Each large ape habitat has attached night houses that not only provide a place to sleep at night, but also a place to rest during the day if the apes wish to retreat from summer rainstorms or the hot Florida sun. The night houses have high nesting areas, hammocks, and bed-shelves. They are heated in the winter and are strong enough to safely withstand Florida hurricanes.
All indoor and outdoor habitats have security cameras and audio monitors so the staff can see day and night from several locations that the apes in each night house are safe and well.
Our residents are free to explore, using a unique feature of our facility - an elevated tunnel system which meanders more than one and a half miles through the property. This chute system connects all the enclosures allowing both the orangutans and the chimpanzees the liberty to run through the woods and across the creek.
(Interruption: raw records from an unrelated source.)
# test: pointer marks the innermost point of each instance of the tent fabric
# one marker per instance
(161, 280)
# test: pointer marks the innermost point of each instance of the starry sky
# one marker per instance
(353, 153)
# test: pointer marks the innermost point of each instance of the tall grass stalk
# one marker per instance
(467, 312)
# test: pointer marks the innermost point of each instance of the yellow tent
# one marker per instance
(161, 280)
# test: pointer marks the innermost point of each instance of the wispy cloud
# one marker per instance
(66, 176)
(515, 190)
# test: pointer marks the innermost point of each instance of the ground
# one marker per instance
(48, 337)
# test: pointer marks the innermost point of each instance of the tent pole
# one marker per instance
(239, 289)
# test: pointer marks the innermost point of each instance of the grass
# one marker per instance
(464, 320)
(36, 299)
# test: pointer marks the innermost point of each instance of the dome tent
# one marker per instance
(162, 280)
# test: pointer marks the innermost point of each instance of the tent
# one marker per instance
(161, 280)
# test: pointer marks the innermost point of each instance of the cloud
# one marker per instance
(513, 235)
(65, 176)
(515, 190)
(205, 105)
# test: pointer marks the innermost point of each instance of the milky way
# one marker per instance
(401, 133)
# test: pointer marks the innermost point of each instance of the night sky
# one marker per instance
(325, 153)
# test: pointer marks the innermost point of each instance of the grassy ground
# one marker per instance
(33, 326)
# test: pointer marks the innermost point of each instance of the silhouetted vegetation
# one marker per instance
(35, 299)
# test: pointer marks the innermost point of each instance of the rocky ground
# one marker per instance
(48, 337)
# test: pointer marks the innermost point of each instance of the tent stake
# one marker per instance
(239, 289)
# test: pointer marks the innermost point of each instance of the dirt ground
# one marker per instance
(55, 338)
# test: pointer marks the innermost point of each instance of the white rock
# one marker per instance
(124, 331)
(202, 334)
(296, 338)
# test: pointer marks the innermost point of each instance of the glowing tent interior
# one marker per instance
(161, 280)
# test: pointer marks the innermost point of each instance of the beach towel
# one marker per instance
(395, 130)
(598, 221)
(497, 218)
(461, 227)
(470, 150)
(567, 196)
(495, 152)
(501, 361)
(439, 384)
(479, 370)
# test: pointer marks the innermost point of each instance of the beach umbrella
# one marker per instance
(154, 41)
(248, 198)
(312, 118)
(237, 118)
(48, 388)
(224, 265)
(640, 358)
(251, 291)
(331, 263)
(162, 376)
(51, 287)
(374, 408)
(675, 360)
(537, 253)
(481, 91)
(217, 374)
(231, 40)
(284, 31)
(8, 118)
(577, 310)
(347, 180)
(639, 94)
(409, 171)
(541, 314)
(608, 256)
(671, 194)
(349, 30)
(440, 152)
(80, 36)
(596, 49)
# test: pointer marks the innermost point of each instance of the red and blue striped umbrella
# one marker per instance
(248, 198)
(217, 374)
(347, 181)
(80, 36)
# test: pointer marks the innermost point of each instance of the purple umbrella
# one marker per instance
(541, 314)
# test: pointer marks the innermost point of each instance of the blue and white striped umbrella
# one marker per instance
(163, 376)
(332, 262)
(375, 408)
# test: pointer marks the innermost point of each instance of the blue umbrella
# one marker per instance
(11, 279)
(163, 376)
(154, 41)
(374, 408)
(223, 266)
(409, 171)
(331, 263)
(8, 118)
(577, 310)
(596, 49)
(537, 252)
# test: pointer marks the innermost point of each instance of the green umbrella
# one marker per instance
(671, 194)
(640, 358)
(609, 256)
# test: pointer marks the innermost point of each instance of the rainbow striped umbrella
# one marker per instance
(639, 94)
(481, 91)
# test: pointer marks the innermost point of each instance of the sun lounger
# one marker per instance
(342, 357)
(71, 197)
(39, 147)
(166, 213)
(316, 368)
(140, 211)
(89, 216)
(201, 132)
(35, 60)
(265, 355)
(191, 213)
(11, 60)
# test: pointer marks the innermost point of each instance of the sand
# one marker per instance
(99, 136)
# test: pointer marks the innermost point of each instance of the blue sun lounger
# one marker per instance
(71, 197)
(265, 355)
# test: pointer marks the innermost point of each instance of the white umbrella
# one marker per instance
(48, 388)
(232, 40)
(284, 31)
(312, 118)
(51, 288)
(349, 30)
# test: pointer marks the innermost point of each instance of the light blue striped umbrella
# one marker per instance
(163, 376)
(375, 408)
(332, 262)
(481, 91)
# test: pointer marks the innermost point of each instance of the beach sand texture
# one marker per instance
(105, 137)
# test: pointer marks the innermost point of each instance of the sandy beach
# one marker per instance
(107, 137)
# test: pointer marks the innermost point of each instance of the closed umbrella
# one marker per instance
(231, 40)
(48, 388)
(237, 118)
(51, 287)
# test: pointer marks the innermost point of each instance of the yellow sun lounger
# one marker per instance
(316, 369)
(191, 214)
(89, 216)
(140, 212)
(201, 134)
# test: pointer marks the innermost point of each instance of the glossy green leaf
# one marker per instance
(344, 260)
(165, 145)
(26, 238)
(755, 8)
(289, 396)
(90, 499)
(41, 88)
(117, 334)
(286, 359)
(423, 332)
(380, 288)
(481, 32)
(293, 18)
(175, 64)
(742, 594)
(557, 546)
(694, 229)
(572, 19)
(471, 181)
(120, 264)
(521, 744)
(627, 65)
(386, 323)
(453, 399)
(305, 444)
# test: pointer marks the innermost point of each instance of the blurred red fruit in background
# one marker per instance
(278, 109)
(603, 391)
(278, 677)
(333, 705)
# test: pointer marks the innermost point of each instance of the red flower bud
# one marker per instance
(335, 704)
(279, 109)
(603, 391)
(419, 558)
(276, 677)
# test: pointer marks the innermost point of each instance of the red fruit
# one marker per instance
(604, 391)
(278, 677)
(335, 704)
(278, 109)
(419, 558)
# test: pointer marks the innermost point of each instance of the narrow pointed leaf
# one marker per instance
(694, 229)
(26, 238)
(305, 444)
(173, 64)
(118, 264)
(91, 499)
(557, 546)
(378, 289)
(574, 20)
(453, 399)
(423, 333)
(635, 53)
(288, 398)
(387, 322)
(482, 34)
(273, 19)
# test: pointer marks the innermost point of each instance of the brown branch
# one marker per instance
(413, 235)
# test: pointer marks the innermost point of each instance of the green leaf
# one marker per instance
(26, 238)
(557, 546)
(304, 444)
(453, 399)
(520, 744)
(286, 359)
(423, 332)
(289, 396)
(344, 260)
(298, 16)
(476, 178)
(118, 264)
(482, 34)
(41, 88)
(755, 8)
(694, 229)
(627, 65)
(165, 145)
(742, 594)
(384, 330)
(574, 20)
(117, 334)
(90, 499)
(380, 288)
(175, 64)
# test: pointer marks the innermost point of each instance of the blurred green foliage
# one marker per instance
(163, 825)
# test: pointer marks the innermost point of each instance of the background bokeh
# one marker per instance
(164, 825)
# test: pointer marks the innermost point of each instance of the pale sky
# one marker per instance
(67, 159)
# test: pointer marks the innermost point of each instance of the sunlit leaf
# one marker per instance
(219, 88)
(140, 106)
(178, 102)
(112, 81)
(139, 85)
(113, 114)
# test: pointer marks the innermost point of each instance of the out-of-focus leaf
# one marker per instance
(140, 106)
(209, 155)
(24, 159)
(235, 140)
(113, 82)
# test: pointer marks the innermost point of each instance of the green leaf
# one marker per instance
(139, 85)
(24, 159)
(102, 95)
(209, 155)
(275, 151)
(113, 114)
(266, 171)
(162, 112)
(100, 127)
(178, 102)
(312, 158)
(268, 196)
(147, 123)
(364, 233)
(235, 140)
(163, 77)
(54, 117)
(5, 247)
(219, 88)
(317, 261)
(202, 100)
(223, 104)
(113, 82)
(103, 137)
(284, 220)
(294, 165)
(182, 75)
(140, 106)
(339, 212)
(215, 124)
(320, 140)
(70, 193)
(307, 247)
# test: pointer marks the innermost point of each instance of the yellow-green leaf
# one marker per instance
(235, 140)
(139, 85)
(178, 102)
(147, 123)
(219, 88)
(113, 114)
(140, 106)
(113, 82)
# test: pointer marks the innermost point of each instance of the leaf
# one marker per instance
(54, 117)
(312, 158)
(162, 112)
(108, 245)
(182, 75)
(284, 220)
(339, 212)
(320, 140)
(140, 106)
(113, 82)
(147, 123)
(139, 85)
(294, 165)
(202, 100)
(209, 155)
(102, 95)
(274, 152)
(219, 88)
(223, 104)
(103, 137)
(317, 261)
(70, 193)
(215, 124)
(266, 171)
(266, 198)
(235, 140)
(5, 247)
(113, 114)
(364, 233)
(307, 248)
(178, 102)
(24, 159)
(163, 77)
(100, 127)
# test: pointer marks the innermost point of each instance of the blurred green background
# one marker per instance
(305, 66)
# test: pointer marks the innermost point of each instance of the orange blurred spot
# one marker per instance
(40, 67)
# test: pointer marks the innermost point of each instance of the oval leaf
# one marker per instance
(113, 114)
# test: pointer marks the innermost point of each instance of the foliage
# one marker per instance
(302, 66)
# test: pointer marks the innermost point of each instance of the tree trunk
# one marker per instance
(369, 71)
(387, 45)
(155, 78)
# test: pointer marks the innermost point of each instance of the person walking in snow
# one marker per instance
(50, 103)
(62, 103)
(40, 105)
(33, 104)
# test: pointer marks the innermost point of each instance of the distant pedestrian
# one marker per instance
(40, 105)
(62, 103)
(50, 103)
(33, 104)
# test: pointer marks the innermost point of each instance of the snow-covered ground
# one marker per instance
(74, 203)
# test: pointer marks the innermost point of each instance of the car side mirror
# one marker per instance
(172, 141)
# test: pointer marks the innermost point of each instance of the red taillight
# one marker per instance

They enjoy going over to watch other groups of apes at the sanctuary as well as following the staff and visitors around the Center.
A specially designed indoor and outdoor area suited to the unique needs of handicapped and older apes was completed in 2008. The first resident was our young chimpanzee with cerebral palsy, Knuckles. The outdoor areas are designed to be long, but narrow so that while residents have 60-feet of "walk-ahead" space, they are only 15-feet away from any of several doors leading into the night rooms. So, when a big storm is coming, or very cold weather is near, the staff has only a short distance to bring them inside for safety.
The inside rooms of the ape habitat have special adaptations also. One entire cage wall moves to gently push a resident back to a corner so that when there is the need to administer treatment or medication, the ape can be contained and safely handled through the cage mesh by the caregiver staff. There is also special rubber flooring installed to insulate and cushion against injury. Video and audio equipment installed here allows 24-hour monitoring by the staff.